Mit Mühe entkam die Mannschaft einem Sturm, der sie am Grat überraschte. Hans Hartmann trug schwere Erfrierungen an den Füßen davon. Unablässig rieb ihm der Freund Karlo in der folgenden Nacht die Füße, um sie wiederzubeleben. Aber vergebens, in München mußten beiderseits Vor- und Mittelfuß operativ entfernt werden. Ein langes Krankenlager und bitterer Verzicht schienen ihm beschieden zu sein. Manchen hätte eine derartige körperliche Behinderung auf immer den Bergen ferngehalten. In Hans Hartmann aber bäumte sich unbeugsame Willenskraft auf und überwand jede Schwäche.
Ein Jahr später bereits führte er wieder Felsfahrten in den Grödner Dolomiten und mancher von uns erinnert sich an das denkwürdige Pfingstgebrenzel auf dem Sella-Joch, wo er am Abend den Kameraden, die an der Fünffingerspitze biwakieren mußten, auf seiner Trompete ein Abendlied spielte.
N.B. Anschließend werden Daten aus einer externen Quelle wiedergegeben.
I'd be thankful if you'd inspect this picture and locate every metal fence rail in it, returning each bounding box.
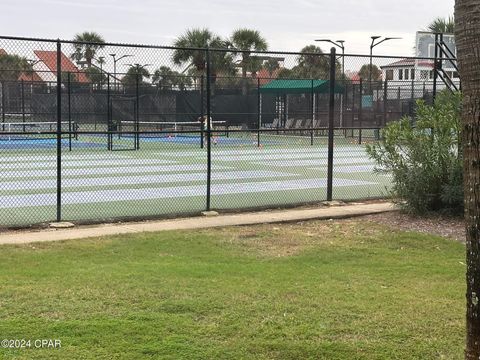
[0,37,458,226]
Unter seinen zahlreichen Fahrten im Sommer 1930 ist besonders die Begehung der Badile-Nordkante bemerkenswert. Am liebsten aber waren ihm die ein¬samen Berge der Samnaungruppe und in dieser Zeit gelang ihm die erste vollständige Überschreitung des Samnaunhauptkammes im Alleingang.
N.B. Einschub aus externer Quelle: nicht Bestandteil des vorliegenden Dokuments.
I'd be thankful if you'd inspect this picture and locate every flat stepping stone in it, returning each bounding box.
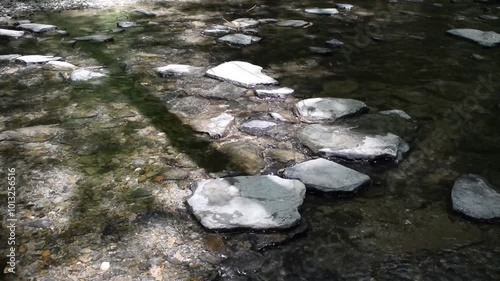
[325,39,344,48]
[217,33,262,46]
[335,3,354,11]
[305,8,339,15]
[255,86,295,99]
[116,21,137,28]
[206,61,278,88]
[295,98,367,123]
[0,54,21,61]
[131,9,156,17]
[70,69,107,82]
[191,113,234,139]
[309,46,333,55]
[379,109,411,120]
[0,28,24,38]
[231,18,259,29]
[298,124,409,161]
[75,34,114,43]
[187,176,305,230]
[451,175,500,220]
[284,158,370,193]
[447,28,500,47]
[16,55,61,64]
[276,20,311,27]
[17,23,57,33]
[202,25,230,37]
[155,64,203,77]
[240,120,278,136]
Auf der Deutschen Himalaja-Expedition 1931 zum Kangchendzönga sollte sich zeigen, daß Hans Hartmann einer der würdigsten war für die großen Aufgaben des Himalaja. Trotz der Unruhe der Vorbereitungen vollendete er kurz vor der Ausreise nach Indien sein medizinisches Staatsexamen in München. Seite an Seite mit seinem Freund Karlo Wien stand er im September 1931 an dem höchsten erreichten Punkt am Nordostsporn der Kantsch in 7700 m. „Ja Karlo, wen haben die Berge wohl je so zusammengeschmiedet wie uns beide?" schrieb er über das Erlebnis dieser Tage in sein Tagebuch. Das Kantschtagebuch, das Karl Wien herausgab, ist uns ein würdiges Denkmal einer Freundschaft, die 1937 am Nanga Parbat ihre Erfüllung fand.
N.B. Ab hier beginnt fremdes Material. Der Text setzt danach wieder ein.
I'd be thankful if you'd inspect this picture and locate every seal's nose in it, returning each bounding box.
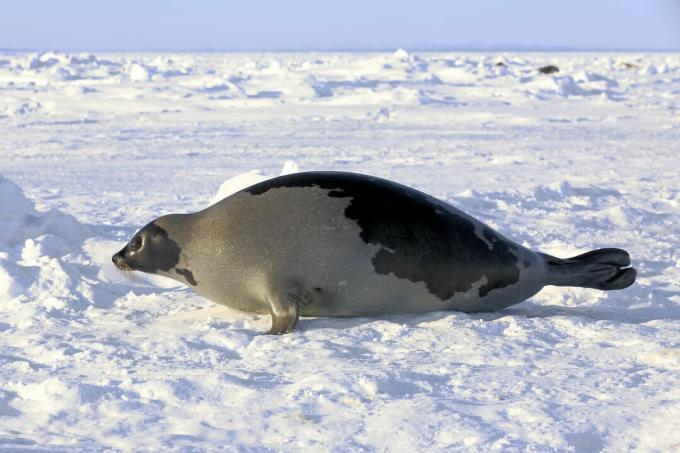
[111,252,124,269]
Auf dieser Expedition führte er trotz der großen technischen Schwierigkeiten höhenphysiologische Untersuchungen durch, deren Ergebnisse über die Fähigkeiten des menschlichen Organismus, sich an die Lebensbedingungen in großen Höhen anzupassen, neue grund-
legende Erkenntnis brachten. Mit seiner Arbeit „Experimentell-physiologische Untersuchungen auf der Deutschen Himalaja-Expedition 1931" wurde er in Würzburg mit Auszeichnung zum Doktor promoviert. Nun folgten Jahre intensivster wissenschaftlicher Arbeit, die ihn mit den bedeutendsten Forschern seines Faches in Verbindung brachten, mit denen er trotz seiner Jugend in regem Gedankenaustausch stand. 1934 wurde er an das Luftfahrtmedizinische Forschungsinstitut des Reichsluftfahrtministeriums berufen.
In dem noch jungen Wissenschaftszweig der Luftfahrtmedizin fand Hans Hartmann, der inzwischen den Führerschein für Flug-zeug und für Freiballonfahrten erworben hatte, ein Arbeitsgebiet, das seiner Wesensart besonders entsprach. Er war wie nur wenige geeignet, zwischen der exakten .wissenschaftlichen Forschung im Laboratorium und der praktischen Erkenntnis im Flugzeug oder im Hochgebirge die Brücke zu schlagen. Harte Selbstkritik und große Bescheidenheit der Darstellung der eigenen Leistung gepaart mit klarer Sachlichkeit und unermüdlicher Gründlichkeit waren für die Arbeiten Hans Hartmanns bezeichnend. Kurz vor seiner Ausreise zum Nanga Parbat hatte er seine Habilitationsschrift fertiggestellt. Im Januar 1937 war er Regierungsrat geworden.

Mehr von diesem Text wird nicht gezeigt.